What we are reading:
Banks. Crypto. “The U.S. regulator overseeing national banks clarified Friday that banks can engage in some crypto activities and removed expectations firms should receive advance permission from regulators before doing so.
The Office of the Comptroller of the Currency said in a statement that national banks are permitted to engage in some crypto activities, such as crypto-asset custody, some stablecoin activities, and participation in distributed ledger networks.” — Reuters.
Banks. Tariffs. “The delays to tariffs this week are a welcome reprieve, but even considering the delays, the effective tariff rate is at its highest level since the 1970s. What’s more, if the tariffs that were delayed this week eventually get implemented, it would increase the effective tariff rate to the highest level since the 1940s. In other words, it has erased nearly eight decades of globalization, which could lead to as much as $2,000 in additional costs for U.S. households.1” — JP Morgan Chase.
Banks. Europe. Defense trade. “There’s a few net takeaways for investors here. One is a positive for the European defense sector. The combination of tariffs and the evolving U.S. posture on global security has long been part of our thesis on why Europe would eventually chart a new path and step up to spend more on defense. The current situation in Russia and Ukraine underscores this, with potential for another $0.9-$2.7 trillion in defense spending through 2035. Germany’s new ‘whatever it takes’ approach to defense spending is a key signpost in this trend, per our colleagues in European economics, equities, and foreign exchange.” — Morgan Stanley.
Banks. Federal Reserve. “Financial markets spend a lot of time discussing the Federal Reserve. And for good reason. The central bank of the world’s largest economy plays a central role in fighting inflation and setting interest rates. And what they’ll do this year is topical and shifting. At Morgan Stanley, our economists think that US Tariff and Immigration policy will lead the Fed to keep rates somewhat higher, for somewhat longer, than they did at the start of the year.
Yet we think there may be just a little bit too much focus on just how much the Fed changes policy over the course of the year. Indeed, we’d go as far as to say that given the choice, investors should be rooting for less change, not more.” — Morgan Stanley.

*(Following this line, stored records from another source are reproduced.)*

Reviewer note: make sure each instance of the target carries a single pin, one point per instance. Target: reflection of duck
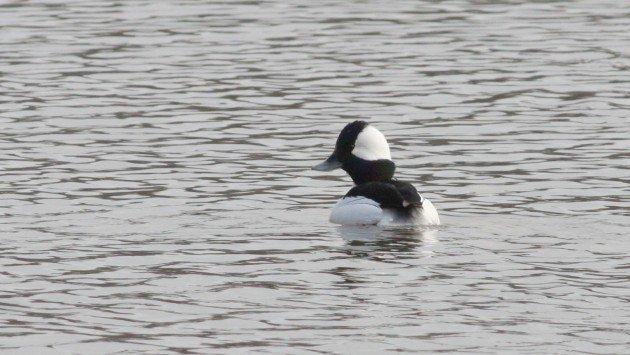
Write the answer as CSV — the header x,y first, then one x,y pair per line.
x,y
366,240
362,151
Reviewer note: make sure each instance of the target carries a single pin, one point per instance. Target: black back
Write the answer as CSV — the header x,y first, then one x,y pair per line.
x,y
389,194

Banks. Tariffs. “Tariffs can be disruptive to real economies; however, market participants seem less reactionary to tariff headlines in recent weeks. We believe this is a shift in tariff sentiment, and we now believe “tariff fatigue” is emanating across global financial markets. With market participants less focused on tariff headlines, and maybe only tariff policy implementation, the U.S. dollar can see less support from safe-haven capital flows. While we still forecast dollar strength into mid-2026, we see less dollar strength relative to last month’s forecast.” — Wells Fargo.
The Data:
On 7 March 2025, the two-year, ten-year, and thirty-year Treasury rates moved up between 9:30 am and 4:30 pm. According to data from the U.S. Treasury, the two-year rate climbed from 3.96% to 3.99%. The ten-year rate increased from 4.29% to 4.32%, while the 30-year rate also increased from 4.58% to 4.62%.
Latest data from the Board of Governors of the Federal Reserve System reported the EUR/USD is priced at 1.0402 while the USD/JPY is priced at 150.6400.
There were changes in three reference rates reported by the Federal Reserve Bank of New York. The Effective Federal Funds Rate for domestic unsecured borrowings between commercial depository institutions is at 4.33%. The Overnight Bank Funding Rate, a measure of wholesale, unsecured overnight bank funding costs, also held at 4.33%.
The Secured Overnight Financing Rate, which measures the cost of borrowing cash overnight secured by Treasury securities, came in at 4.35%, up from the previously reported 4.34% while the Broad General Collateral Rate, a measure of rates on overnight Treasury general collateral repurchase agreement transactions, came in at 4.34, an increase from the previously reported 4.33%.
The Tri-Party General Collateral Rate, a measure of rates on overnight, specific counterparty, tri-party general collateral repurchase agreement transactions, increased to 4.34% from the previous 4.33%.